Your an absolute abyss of information (hope that came out right ..)

From summing up what you said earlier mids and tweeters are not a great idea on the A-Pillars - due to reflections, and you need to worry about where on the dash to install them...

The question I would like to know is this 

Would I get a better sonic result if I placed a 3" mid say on the top 3rd of the door with the midbass below it in the traditional place and then install the tweeter on axis on the A-pillar?

Regarding the position of the tweeter... to avoid some reflections from the windscreen and side glass - I was thinking installing the tweeter between the sail position and the bottom corner of the actual A-Pillar nearest to the dash... see pic...

With regards to on-axis - if I went 100% on axis to each ear - the angle will be be different on both sides - is that a problem? Aesthetically people like Symmetry for there pods but if I were to have equal on axis positioning then it's all about the end result rather than aesthetics?

Also guys like to find a angle that can suite the passenger as well... in my case I would rather benefit entirely on my listening position rather than giving the passenger a better experience - besides I don't think they would suffer too much in any case....

Thanks for your help...

See pic...











Sent from my iPhone using Tapatalk


----------



## robtr8

Put Andy's GB40's in the doors. Absolutely amazing transformation.


----------



## Elektra

robtr8 said:


> Put Andy's GB40's in the doors. Absolutely amazing transformation.
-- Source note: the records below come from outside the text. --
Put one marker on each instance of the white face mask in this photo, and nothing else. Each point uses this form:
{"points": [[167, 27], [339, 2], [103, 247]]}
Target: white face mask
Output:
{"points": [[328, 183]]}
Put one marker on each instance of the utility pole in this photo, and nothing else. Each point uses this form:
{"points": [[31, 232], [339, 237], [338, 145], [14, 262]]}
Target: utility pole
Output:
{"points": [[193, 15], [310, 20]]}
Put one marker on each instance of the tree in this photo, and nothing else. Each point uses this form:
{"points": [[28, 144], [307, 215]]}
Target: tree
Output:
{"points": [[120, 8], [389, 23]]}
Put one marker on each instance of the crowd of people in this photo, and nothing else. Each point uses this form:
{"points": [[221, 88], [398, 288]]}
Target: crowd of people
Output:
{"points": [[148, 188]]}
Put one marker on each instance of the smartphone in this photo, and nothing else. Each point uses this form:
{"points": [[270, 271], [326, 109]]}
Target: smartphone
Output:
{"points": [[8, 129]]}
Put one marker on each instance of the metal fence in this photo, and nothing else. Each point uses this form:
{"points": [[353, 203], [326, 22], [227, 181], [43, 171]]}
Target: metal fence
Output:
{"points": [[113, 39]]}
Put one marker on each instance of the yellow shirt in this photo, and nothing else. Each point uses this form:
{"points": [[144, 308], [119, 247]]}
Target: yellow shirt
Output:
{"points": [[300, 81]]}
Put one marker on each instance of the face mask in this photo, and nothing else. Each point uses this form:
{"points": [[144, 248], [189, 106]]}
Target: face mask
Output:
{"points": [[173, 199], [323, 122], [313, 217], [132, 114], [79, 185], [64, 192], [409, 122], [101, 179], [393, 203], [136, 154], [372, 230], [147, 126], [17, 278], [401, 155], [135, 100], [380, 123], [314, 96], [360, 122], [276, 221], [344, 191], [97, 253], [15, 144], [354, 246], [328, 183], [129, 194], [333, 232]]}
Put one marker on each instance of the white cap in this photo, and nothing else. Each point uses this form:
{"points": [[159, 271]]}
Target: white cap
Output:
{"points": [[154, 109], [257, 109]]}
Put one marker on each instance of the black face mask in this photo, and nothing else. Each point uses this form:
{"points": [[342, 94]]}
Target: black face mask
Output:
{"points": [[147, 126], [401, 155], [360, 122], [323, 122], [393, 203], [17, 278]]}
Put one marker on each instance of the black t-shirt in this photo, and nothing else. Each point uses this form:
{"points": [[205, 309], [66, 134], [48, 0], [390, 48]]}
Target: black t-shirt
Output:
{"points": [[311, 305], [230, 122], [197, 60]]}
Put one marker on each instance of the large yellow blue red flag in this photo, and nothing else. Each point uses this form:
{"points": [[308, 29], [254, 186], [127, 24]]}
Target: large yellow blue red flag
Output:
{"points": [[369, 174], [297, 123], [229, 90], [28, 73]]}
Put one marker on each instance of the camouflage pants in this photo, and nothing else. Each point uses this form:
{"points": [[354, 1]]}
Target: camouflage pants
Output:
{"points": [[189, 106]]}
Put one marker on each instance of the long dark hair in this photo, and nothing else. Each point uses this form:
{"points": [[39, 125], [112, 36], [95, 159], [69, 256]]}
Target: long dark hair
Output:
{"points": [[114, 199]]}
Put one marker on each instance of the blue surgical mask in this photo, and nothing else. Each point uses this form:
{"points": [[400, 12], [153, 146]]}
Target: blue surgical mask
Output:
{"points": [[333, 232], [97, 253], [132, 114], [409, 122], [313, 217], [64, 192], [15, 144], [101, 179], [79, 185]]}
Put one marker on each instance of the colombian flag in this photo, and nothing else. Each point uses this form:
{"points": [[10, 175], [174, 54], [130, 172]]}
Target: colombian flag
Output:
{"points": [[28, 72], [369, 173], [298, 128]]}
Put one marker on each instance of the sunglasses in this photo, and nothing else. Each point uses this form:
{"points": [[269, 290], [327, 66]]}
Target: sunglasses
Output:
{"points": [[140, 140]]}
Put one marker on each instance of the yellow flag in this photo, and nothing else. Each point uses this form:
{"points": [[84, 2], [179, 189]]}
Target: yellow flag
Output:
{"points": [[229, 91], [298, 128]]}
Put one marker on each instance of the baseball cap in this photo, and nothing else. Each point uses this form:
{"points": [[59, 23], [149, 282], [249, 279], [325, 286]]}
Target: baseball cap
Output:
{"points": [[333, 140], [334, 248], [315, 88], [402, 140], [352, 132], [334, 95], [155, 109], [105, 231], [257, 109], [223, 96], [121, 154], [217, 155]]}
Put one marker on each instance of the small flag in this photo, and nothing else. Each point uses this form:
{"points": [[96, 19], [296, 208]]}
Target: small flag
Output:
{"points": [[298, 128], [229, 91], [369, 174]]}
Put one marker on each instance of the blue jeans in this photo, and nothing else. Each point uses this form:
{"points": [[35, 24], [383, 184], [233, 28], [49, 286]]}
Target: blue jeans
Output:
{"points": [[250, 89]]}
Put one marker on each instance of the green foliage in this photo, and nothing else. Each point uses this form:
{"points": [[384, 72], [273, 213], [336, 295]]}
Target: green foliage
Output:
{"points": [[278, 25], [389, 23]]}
Did you do an enclosure behind it? 


Sent from my iPhone using Tapatalk


----------



## JVD240

robtr8 said:


> Put Andy's GB40's in the doors. Absolutely amazing transformation.


Nice! I'm about to get started on my E91. Was curious if the GB40 would fit with the sweet Frog grille.

Oh, and Elektra. Here's the on/off axis response of the GB40 as measured by our very own ErinH. 0, 15, 30 and 60 degrees respectively.










Gives you a good idea of where you can low pass this driver and still have a relatively smooth frequency response.


----------



## Elektra

JVD240 said:


> Nice! I'm about to get started on my E91. Was curious if the GB40 would fit with the sweet Frog grille.
> 
> 
> 
> Oh, and Elektra. Here's the on/off axis response of the GB40 as measured by our very own ErinH. 0, 15, 30 and 60 degrees respectively.
> 
> 
> 
> 
> 
> 
> 
> 
> 
> 
> 
> 
> 
> 
> Gives you a good idea of where you can low pass this driver and still have a relatively smooth frequency response.




So between 2000hz and 3000hz? Where would you cross them at? 


Sent from my iPhone using Tapatalk


----------



## JVD240

Yep, somewhere in that range depending on slope.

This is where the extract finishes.